The Impact of the Biden Capital Gains Tax Plan on Future Startups




Over the course of his presidential campaign, President Biden would constantly talk about his promise to make the wealthiest of Americans finally pay their fair share in taxes. These taxes will be used to pay for a number of large projects also promised by President Biden during the 2020 elections. Some of these include his infrastructure plan as well as an energy plan to help move the country move away from fossil fuels. Although the plan to increase taxes on the wealthiest of Americans has been a popular topic amongst both Democrats and Republicans, there have been some concerns surrounding the plan to increase the tax rate on capital gains. To clarify, capital gains taxes are not the same as income taxes. Capital gains are simply an increase that may be seen with assets such as real estate, mutual funds, and stocks. If the tax proposal that President Biden wants is passed by Congress, it can mean that those assets will begin to be taxed at a much higher rate.
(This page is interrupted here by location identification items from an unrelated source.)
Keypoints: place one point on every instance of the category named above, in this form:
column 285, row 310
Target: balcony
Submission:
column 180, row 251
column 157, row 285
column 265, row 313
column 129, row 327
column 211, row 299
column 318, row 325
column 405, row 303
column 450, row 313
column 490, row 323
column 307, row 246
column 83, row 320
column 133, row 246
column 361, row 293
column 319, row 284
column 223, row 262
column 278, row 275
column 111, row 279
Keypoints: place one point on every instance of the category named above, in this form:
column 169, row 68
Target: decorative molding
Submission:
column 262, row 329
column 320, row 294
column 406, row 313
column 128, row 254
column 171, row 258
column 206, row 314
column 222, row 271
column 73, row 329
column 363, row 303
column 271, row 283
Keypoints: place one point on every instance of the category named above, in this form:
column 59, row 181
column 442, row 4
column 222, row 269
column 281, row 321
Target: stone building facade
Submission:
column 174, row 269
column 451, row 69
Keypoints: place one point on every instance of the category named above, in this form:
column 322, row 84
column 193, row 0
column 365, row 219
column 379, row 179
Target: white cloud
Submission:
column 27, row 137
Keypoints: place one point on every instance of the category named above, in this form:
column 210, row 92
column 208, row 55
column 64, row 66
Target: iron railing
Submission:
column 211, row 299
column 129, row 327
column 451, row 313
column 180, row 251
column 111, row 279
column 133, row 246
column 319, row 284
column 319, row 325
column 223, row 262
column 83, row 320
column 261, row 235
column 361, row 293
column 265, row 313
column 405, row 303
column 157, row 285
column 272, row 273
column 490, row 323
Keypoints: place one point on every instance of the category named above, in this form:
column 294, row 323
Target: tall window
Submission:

It is this area that has made current and future startups a little worried about their future.

Future Impact on Startup Employees



As stated above, if the current proposal is passed, it can quickly begin to affect the wealthiest of Americans. However, one group of people that many are glancing over are also going to be greatly affected by this change. Those people include startup employees who are not yet wealthy. The reason why this group of people are not being paid attention to in Washington is that they are not yet within the specific tax bracket being targeted. It is that reason why startup employees must begin to pay close attention to this issue and begin to formulate a plan on what they should be doing with their stock options. Many financial experts are hoping to calm down startup employees as well as their owners by stating that the proposed tax increased on capital gains is not yet set in stone. This means that if the plan does begin to move forward, it may look nothing like the current information out at the moment. However, even the experts have come out to comment that even though there is no cause for alarm, employees should at least take the time to create a plan if it gets to that point.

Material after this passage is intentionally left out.